Après plus de vingt-cinq ans de négociations, l’Union européenne et les pays du Mercosur ont signé, samedi 17 janvier au Paraguay, un accord de libre-échange majeur, donnant naissance à l’une des plus vastes zones commerciales au monde.
L’Union européenne (UE) et le Mercosur (bloc économique sud-américain réunissant le Brésil, l’Argentine, le Paraguay, l’Uruguay et la Bolivie) ont officiellement conclu un traité de libre-échange destiné à renforcer leurs échanges économiques et commerciaux. L’accord, signé à Asuncion, marque l’aboutissement d’un processus engagé depuis 1999.
À eux deux, les partenaires représentent près de 30 % du produit intérieur brut mondial et un marché de plus de 700 millions de consommateurs, faisant de ce partenariat l’un des plus ambitieux jamais conclus par l’UE.
La présidente de la Commission européenne, Ursula von der Leyen, a salué un choix stratégique en faveur de la coopération économique.
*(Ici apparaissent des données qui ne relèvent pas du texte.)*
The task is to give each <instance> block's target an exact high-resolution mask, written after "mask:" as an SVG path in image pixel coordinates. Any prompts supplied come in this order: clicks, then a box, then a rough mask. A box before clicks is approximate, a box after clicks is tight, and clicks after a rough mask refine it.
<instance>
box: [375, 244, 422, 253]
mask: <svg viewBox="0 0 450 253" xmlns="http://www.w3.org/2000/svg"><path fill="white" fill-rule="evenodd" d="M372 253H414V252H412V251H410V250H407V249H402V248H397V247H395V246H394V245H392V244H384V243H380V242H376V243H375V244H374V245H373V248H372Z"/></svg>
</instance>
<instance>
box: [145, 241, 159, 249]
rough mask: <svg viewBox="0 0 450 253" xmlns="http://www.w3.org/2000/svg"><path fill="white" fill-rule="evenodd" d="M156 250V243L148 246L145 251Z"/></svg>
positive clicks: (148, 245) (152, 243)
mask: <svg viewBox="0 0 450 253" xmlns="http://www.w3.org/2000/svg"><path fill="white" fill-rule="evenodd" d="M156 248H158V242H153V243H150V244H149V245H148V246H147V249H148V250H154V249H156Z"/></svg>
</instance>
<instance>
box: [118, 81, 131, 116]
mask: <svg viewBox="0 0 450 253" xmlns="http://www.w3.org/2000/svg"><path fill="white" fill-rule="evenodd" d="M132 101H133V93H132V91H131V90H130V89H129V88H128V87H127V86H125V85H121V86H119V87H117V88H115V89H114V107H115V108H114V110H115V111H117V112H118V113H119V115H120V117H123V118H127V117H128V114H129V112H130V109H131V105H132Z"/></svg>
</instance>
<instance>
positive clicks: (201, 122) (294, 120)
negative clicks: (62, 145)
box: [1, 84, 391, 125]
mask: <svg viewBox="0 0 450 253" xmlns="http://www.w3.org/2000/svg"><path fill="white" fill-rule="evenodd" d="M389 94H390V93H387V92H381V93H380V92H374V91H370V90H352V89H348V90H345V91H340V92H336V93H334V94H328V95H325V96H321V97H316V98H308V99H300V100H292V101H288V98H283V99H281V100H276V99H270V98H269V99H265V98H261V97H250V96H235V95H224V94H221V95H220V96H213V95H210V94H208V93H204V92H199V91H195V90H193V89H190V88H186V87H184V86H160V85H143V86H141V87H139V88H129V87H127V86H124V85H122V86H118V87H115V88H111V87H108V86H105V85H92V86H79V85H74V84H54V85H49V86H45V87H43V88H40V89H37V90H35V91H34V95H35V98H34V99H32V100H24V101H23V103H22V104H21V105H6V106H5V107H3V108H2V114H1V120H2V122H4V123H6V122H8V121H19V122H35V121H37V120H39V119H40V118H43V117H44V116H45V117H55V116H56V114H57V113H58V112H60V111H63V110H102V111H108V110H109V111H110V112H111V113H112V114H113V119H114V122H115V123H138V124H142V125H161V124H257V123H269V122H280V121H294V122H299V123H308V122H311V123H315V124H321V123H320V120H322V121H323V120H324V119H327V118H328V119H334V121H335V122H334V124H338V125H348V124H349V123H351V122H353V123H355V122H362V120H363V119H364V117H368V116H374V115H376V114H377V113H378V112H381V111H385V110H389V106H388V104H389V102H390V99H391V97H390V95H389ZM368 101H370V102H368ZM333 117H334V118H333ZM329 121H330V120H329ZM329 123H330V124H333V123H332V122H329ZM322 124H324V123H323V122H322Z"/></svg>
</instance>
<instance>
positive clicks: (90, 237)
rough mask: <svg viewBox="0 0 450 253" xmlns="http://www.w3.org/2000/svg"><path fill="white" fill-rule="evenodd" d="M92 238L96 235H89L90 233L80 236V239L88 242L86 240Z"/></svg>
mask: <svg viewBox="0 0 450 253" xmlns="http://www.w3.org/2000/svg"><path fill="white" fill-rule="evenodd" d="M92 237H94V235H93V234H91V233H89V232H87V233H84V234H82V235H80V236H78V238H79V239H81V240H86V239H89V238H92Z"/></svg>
« Nous optons pour un commerce juste plutôt que des droits de douane, pour un partenariat productif à long terme plutôt que l’isolement », a-t-elle déclaré, soulignant la volonté de produire des bénéfices concrets pour les populations et les entreprises des deux régions.
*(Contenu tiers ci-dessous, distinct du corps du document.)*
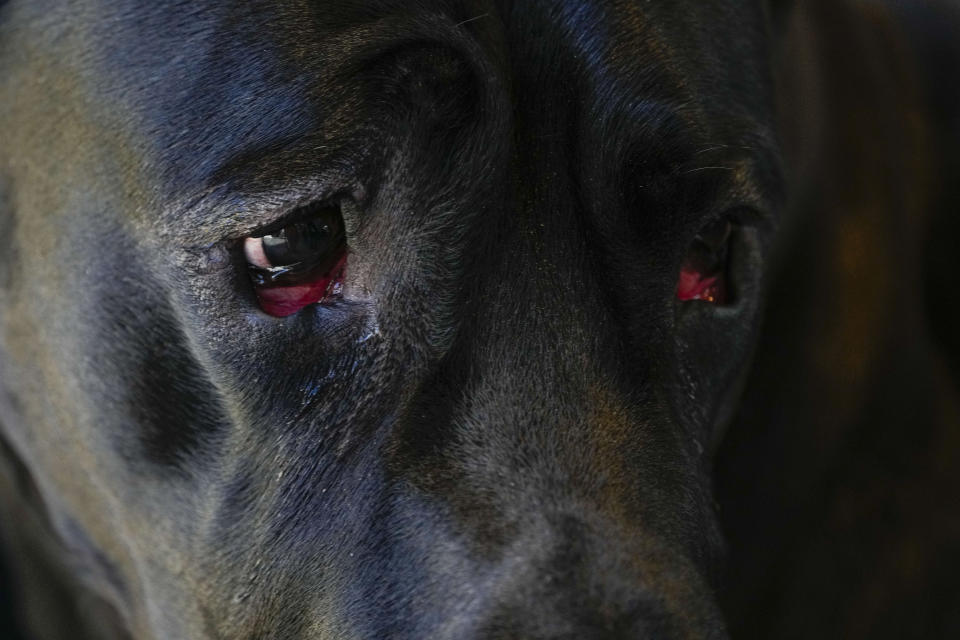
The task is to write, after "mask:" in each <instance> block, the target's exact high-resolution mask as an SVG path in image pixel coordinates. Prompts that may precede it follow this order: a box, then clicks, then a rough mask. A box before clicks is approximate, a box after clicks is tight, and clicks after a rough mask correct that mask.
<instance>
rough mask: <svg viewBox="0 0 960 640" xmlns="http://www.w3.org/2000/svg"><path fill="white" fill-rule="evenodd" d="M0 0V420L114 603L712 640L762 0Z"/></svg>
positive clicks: (437, 626) (156, 625) (762, 272)
mask: <svg viewBox="0 0 960 640" xmlns="http://www.w3.org/2000/svg"><path fill="white" fill-rule="evenodd" d="M0 11H2V13H0V43H2V49H0V65H2V73H3V75H4V84H3V87H2V89H0V96H2V97H0V136H2V138H3V140H4V143H3V150H2V153H3V156H2V158H0V187H2V201H0V216H2V218H0V219H2V223H3V234H2V241H3V243H4V245H3V251H2V257H0V267H2V268H0V285H2V289H0V309H2V310H0V329H2V357H0V363H2V390H3V395H2V396H0V410H2V413H0V423H2V428H3V432H2V435H3V438H4V440H6V441H7V443H8V445H9V450H10V451H11V452H12V454H13V456H14V457H15V458H16V459H18V460H19V461H21V462H22V469H24V470H25V471H26V474H27V475H28V476H29V478H30V481H31V482H32V483H34V484H35V485H36V488H37V490H38V495H39V496H40V497H39V498H37V499H36V500H34V502H35V503H37V504H36V506H37V507H38V508H41V509H42V510H44V512H45V513H47V514H48V515H49V522H50V530H51V534H52V535H53V536H55V537H56V538H57V539H59V540H61V541H62V545H63V547H64V549H65V550H66V552H67V555H68V556H69V558H70V560H69V563H70V566H71V567H72V568H73V570H74V572H75V573H76V574H77V575H78V576H79V577H80V579H81V581H82V582H83V583H84V585H85V588H88V589H90V590H91V591H93V592H95V593H97V594H98V596H100V597H102V598H104V599H105V600H106V601H108V602H109V603H110V604H112V605H113V606H114V607H115V608H116V609H117V610H118V611H119V614H120V618H121V619H122V624H123V625H125V626H126V627H128V629H129V631H130V632H131V633H132V634H133V635H135V636H136V637H144V638H153V637H156V638H254V637H256V638H284V639H291V638H386V637H389V638H395V639H399V638H478V639H480V638H484V639H488V638H639V637H658V638H659V637H705V636H709V637H722V636H723V623H722V621H721V620H720V617H719V615H718V613H717V611H716V608H715V605H714V604H713V598H712V595H711V591H712V586H711V579H712V578H711V575H712V572H713V571H714V570H715V569H716V567H717V562H718V557H719V555H720V546H721V542H720V538H719V534H718V532H717V527H716V524H715V518H714V514H713V503H712V498H711V492H710V486H709V470H710V462H709V459H710V453H711V450H712V448H713V445H714V444H715V442H716V439H717V437H718V435H719V434H718V431H719V426H720V425H721V424H722V422H723V419H724V416H725V414H726V413H727V411H728V410H729V408H730V407H731V405H732V403H733V402H734V401H735V400H736V398H735V395H736V387H737V381H738V380H739V379H740V376H741V374H742V372H743V369H744V367H745V364H746V361H747V360H748V357H749V354H750V351H751V345H752V344H753V341H754V337H755V336H754V334H755V333H756V324H757V322H756V321H757V309H758V305H759V303H760V301H759V290H760V286H759V283H760V282H761V280H762V276H763V272H764V269H765V266H764V265H765V261H764V256H765V255H766V253H767V250H768V247H769V244H770V236H771V231H772V229H773V228H774V227H775V226H776V225H775V217H776V209H777V202H778V194H779V192H780V185H779V181H778V180H779V179H778V169H777V167H778V159H777V158H778V156H777V151H776V148H775V146H774V141H773V139H774V136H773V134H772V125H773V114H772V108H771V102H772V89H771V83H770V81H769V78H768V76H769V72H768V67H769V59H768V57H769V56H768V53H767V48H768V44H767V35H766V33H767V30H766V26H765V25H766V17H765V13H766V12H765V8H764V7H763V6H762V4H761V2H759V1H757V2H755V3H750V2H719V1H718V2H701V1H699V0H690V1H689V2H681V3H678V2H675V1H669V2H667V1H664V2H583V1H580V0H578V1H577V2H553V3H545V2H544V3H541V2H526V3H516V4H513V3H494V2H483V1H480V0H478V1H477V2H465V3H447V2H437V3H431V2H425V1H423V2H399V1H398V2H365V3H355V2H340V1H337V2H316V3H312V2H305V1H301V0H290V1H286V0H284V1H281V2H277V1H270V2H267V1H266V0H257V1H251V2H244V3H230V2H215V1H211V0H205V1H203V2H189V3H187V2H166V3H143V2H138V1H134V0H124V1H117V0H113V1H111V2H96V1H93V0H90V1H87V2H82V3H55V2H45V1H44V2H41V1H37V0H33V1H30V2H26V1H24V2H18V1H17V0H14V1H13V2H11V3H9V4H8V5H6V6H5V7H3V9H2V10H0ZM317 216H320V217H321V218H323V220H327V221H329V222H330V224H331V225H333V226H334V227H337V226H338V225H342V227H343V229H344V238H343V240H342V242H340V241H338V242H339V244H338V245H337V247H336V248H335V249H334V251H339V252H340V253H338V254H337V255H339V256H340V257H341V258H343V257H344V256H345V258H344V260H345V262H343V261H342V260H341V261H340V262H339V263H337V264H338V265H339V266H338V271H337V272H336V273H335V274H333V273H332V272H331V271H330V270H329V268H326V269H325V270H324V275H325V276H329V278H328V279H334V278H335V279H336V280H337V281H336V282H335V283H330V284H331V285H335V286H332V287H328V288H325V289H324V291H323V294H322V295H319V296H315V297H314V299H316V300H319V301H318V302H316V303H315V304H306V302H304V303H303V304H298V305H295V306H294V307H293V308H290V309H285V310H283V311H282V312H280V311H278V310H277V309H276V308H275V307H272V306H270V305H271V303H270V302H269V300H270V295H272V294H276V293H277V292H279V294H280V295H281V297H282V296H283V295H286V293H287V292H288V290H286V289H283V288H282V287H281V286H280V285H278V286H276V287H274V286H266V285H264V284H263V281H262V280H259V281H258V280H257V279H256V277H254V278H253V279H252V278H251V269H250V263H251V261H253V263H254V266H256V260H257V259H261V260H262V258H263V254H262V251H261V254H256V248H257V247H261V249H262V248H263V246H266V245H265V242H266V241H265V240H263V241H262V240H261V238H263V237H264V236H270V237H273V238H277V237H283V236H284V233H286V234H287V235H286V237H288V238H289V237H291V234H293V233H294V232H297V230H298V229H299V230H300V231H303V229H304V228H305V227H303V226H302V225H307V226H308V227H309V229H314V227H310V226H309V225H311V224H313V223H312V220H315V219H316V218H317ZM324 216H325V217H324ZM297 225H301V226H299V227H298V226H297ZM325 228H326V227H325ZM309 229H308V231H309ZM304 233H307V232H304ZM310 233H312V231H310ZM251 238H252V240H248V239H251ZM251 243H252V245H251ZM261 243H263V244H261ZM250 246H254V250H253V254H252V253H251V251H250V250H249V248H250ZM311 246H313V245H311ZM300 249H302V247H300ZM315 252H317V259H318V260H320V261H322V260H327V258H328V257H329V256H327V255H326V252H327V250H326V249H323V250H321V249H315ZM254 254H256V255H254ZM321 254H322V255H321ZM331 255H333V254H331ZM257 256H259V258H257ZM268 257H269V256H268ZM321 259H322V260H321ZM275 263H276V260H275V259H271V260H270V265H272V266H281V265H276V264H275ZM261 266H264V265H261ZM341 268H342V269H341ZM254 275H256V273H254ZM260 275H262V273H261V274H260ZM304 278H306V276H304ZM314 280H316V279H314ZM254 282H259V285H257V286H254ZM311 282H313V281H311ZM324 282H326V281H324ZM268 284H269V283H268ZM287 284H289V283H287ZM301 284H302V283H301ZM308 284H309V283H308ZM314 299H311V300H308V301H307V302H313V300H314ZM301 307H302V308H301ZM286 313H289V315H284V314H286ZM279 316H283V317H279ZM41 498H42V499H41Z"/></svg>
Dans le même esprit, le président du Paraguay, Santiago Peña, dont le pays assure la présidence tournante du Mercosur, a qualifié l’accord de « signal clair en faveur du commerce international » dans un contexte mondial marqué par des tensions commerciales croissantes.
Le président du Conseil européen, António Costa, a pour sa part insisté sur la portée géopolitique du traité, estimant qu’il défend un commerce multilatéral fondé sur des règles et le respect du droit international, en opposition à l’utilisation du commerce comme levier politique.
Concrètement, le traité prévoit la suppression de plus de 90 % des droits de douane sur les échanges bilatéraux. Il ouvre largement les marchés sud-américains aux exportations européennes, notamment dans les secteurs de l’automobile, des machines industrielles, des produits chimiques, des vins et spiritueux.
En contrepartie, l’Union européenne facilitera l’accès à son marché pour plusieurs produits agricoles sud-américains, dont le bœuf, la volaille, le sucre, le riz, le miel et le soja, via des quotas d’importation à droits réduits ou nuls.
Malgré le soutien récent d’une majorité d’États membres de l’UE, l’accord continue de susciter une vive contestation. Plusieurs pays, dont la France, ont exprimé leurs réserves, tandis que des manifestations d’agriculteurs ont eu lieu dans plusieurs États européens, notamment en France, en Pologne, en Irlande et en Belgique.
Les opposants dénoncent une concurrence jugée déloyale, craignant l’arrivée de produits agricoles moins chers et ne respectant pas toujours les normes sanitaires et environnementales européennes. Des voix critiques se font également entendre au sein des sociétés civiles des pays du Mercosur, préoccupées par les conséquences sociales et environnementales du traité.
La signature de l’accord intervient dans un climat mondial marqué par un regain de protectionnisme. Les États-Unis, sous la présidence de Donald Trump, ont récemment renforcé leurs barrières douanières, annonçant de nouvelles taxes pouvant atteindre 25 % sur certains produits européens.
Dans ce contexte, l’accord UE-Mercosur apparaît, pour ses promoteurs, comme un levier stratégique destiné à dynamiser l’économie européenne et à renforcer les liens diplomatiques entre l’Europe et l’Amérique latine.